Three summers ago, Justin’s bedroom had felt like her own. She knew the handblown glass lamp on the dresser was a gift after one of his parents’ trips to Italy. The framed vintage map of Cape Cod on his wall had once belonged to the man who built Barros Boatyard. There was a watermark on the ceiling that he purposefully didn’t repair because he thought it uncannily resembled the Cape.

It was dark, but moonlight streamed in through the ill-fitting window shade that somehow never bothered him. Across the room, a table fan whirred, and seemed particularly loud. Shelby felt hyperaware of everything: the way her cheek felt against his bare chest, the beating of his heart, the distant howl of a coyote.

She turned her face towards his, and he cupped her jaw with his hand. He kissed her.

He reached for his phone, checking the time. She remembered that it was a weeknight and he probably had to get to work in the morning. She sat up, looking around for her clothes. They were still on the floor.

“You don’t have to run off,” he said, touching her arm lightly.

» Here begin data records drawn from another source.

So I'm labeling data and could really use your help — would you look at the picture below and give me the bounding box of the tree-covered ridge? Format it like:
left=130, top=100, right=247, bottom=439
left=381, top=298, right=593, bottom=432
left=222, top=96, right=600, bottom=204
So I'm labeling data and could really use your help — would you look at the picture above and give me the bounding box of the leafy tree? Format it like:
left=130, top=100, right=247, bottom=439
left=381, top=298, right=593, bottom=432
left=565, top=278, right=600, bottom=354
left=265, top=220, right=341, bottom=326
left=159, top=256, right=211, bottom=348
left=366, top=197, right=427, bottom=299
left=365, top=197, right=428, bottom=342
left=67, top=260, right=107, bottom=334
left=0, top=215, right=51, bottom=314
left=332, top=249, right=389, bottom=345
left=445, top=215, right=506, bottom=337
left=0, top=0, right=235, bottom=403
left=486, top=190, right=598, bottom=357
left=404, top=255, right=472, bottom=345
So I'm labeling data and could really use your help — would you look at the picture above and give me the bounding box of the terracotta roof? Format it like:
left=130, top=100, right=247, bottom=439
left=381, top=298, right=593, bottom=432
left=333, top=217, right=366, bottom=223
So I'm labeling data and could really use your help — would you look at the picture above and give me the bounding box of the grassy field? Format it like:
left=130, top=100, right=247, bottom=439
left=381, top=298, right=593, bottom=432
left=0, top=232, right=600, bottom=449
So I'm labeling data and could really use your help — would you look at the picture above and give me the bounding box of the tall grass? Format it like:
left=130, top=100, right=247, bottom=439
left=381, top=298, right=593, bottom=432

Shelby stopped reaching for her clothes. This was it: she could speak now, or forever hold the proverbial peace. “Justin, maybe we’re wrong about the long-distance thing. Maybe it can work.”

He shook his head. “It can’t. Not for people like us.”

She turned away from him so he wouldn’t see the hurt on her face. She couldn’t argue with him because he wasn’t wrong. In doing the job he loved, Justin was bound to that unique peninsula. And in doing what she loved, she had to be unbound.

“No,” she said. “Not for people like us.”

She stepped out of bed, her bare feet touching the plank wood floors. It gave her a chill she felt through her entire body.